Synthetic biology will be “the next IT industry”, and will even be “more important than the last one”. These are two of the claims in the extraordinary video from the Singularity University featuring Andrew Hessel.
The video lasts nearly one hour, and is full of thought-provoking material. The subtitle of the video is “hacking genomes”.
Here are just a few of the highlights and topics I noted while watching it:
- Cells inside organisms are in many ways akin to computers inside networks
- People with engineering backgrounds are bringing engineering ideas into biology
- push-button biology: “dream is to design … press a button, and have the design translated to DNA sequences that can be synthesised and put to work in living cells”
- “DNA printers” will become better and better
- iGEM: international genetically engineered machines
- DIYbio: “an organization dedicated to making biology an accessible pursuit for citizen scientists, amateur biologists, and DIY biological engineers”
- Developing a genetic programming language
- Creating the conditions for the emergence of a new generation of “computing whiz kids” – the synthetic biotech equivalents of Steve Wozniak, Steve Jobs, Paul Allen, and Bill Gates
- “We’ll soon see molecular biological labs on iPhones”
- Cost decrease curve for DNA synthesis (“writing DNA”) is tracking that for DNA sequencing (“reading DNA”), lagging it by around 8 years
- “The human genome synthesis project is coming”
The Global Challenge: Sustainably meeting the increasing demand for critical resources
The world is facing increasingly difficult challenges today. Population growth resulting in the growing demand for critical resources such as energy, clean water, food and medicine are taxing our fragile planet. To fulfill these needs we need disruptive technologies. We believe genomic advances offer the world viable, sustainable alternatives.
At Synthetic Genomics Inc. we are creating genomic-driven commercial solutions to revolutionize many industries. We have started by focusing on energy, but we imagine a future where our science could be used to produce a variety of products, from synthetically derived vaccines to prevent human diseases to efficient cost effective ways to create clean drinking water. The world is dependent on science and we’re leading the way in turning novel science into life-changing solutions.
Three possible reactions to the idea of synthetic biology
One reaction to the idea of synthetic biology is to say, “Wow – I’d love to become involved!”

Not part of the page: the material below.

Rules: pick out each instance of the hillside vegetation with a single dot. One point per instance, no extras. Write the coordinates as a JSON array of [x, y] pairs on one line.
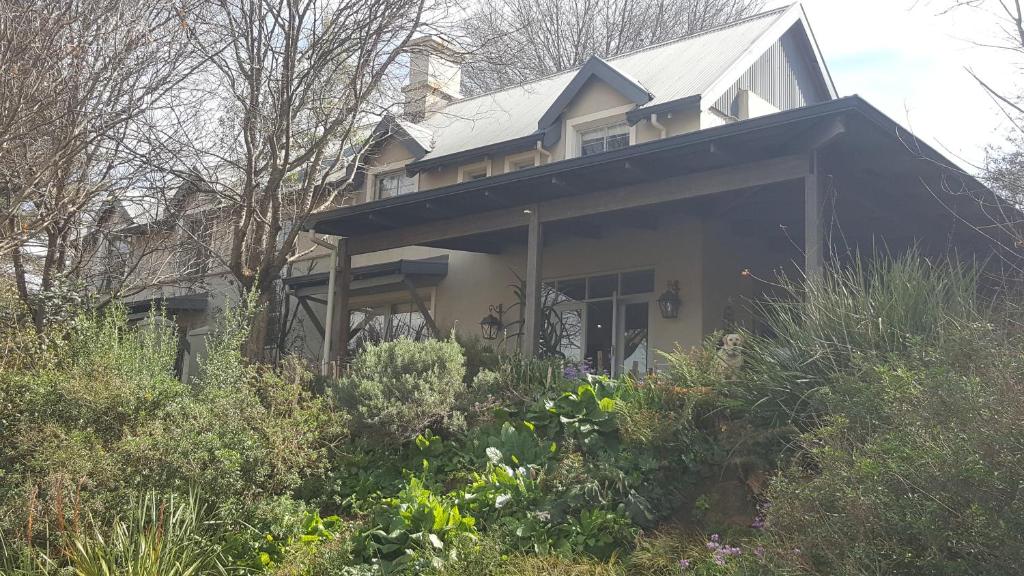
[[876, 432]]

A second reaction is to point out the potential huge risks if the process creates dangerous new life forms, such as a fast-spreading new virus. One of the audience members in the video lecture asked about this; I wasn’t fully convinced by the answer Andrew Hessel gave.
A third reaction is to say that it’s very unlikely that we will, in fact, be able to improve on nature. This is similar to a comment made by Mark Wilcox in response to my previous blogpost, “The single biggest problem”. I wrote that:
rather than seeing “natural” as somehow akin to “the best imaginable”, we must be prepared to engineer solutions that are “better than natural”
I actually find it rather arrogant given millions of years of evolution and our relatively short spell of technological development that any of us presume to know what “better than natural” actually is
This last point in turn poses two questions:
- Is the outcome of millions of years of evolution” the best outcome possible?
- If not, is there any reliable way to try to do better than evolution?
For a discussion of the imperfect output of evolution, see (for example) my earlier blogpost, “The human mind as a flawed creation of nature“.
It’s also well worth reading the paper by Nick Bostrom and Anders Sandberg, “The Wisdom of Nature: An Evolutionary Heuristic for Human Enhancement” (PDF). Here’s a copy of the abstract of that paper:
Human beings are a marvel of evolved complexity. Such systems can be difficult to enhance. When we manipulate complex evolved systems, which are poorly understood, our interventions often fail or backfire.
It can appear as if there is a ‘‘wisdom of nature’’ which we ignore at our peril. Sometimes the belief in nature’s wisdom—and corresponding doubts about the prudence of tampering with nature, especially human nature—manifest as diffusely moral objections against enhancement. Such objections may be expressed as intuitions about the superiority of the natural or the troublesomeness of hubris, or as an evaluative bias in favor of the status quo. This chapter explores the extent to which such prudence-derived anti-enhancement sentiments are justified. We develop a heuristic, inspired by the field of evolutionary medicine, for identifying promising human enhancement interventions. The heuristic incorporates the grains of truth contained in ‘‘nature knows best’’ attitudes while providing criteria for the special cases where we have reason to believe that it is feasible for us to improve on nature.
In conclusion, I personally see this emerging field as being full of tremendous promise, though I will seek to ensure that it is approached with great care and thoughtfulness (as well as excitement).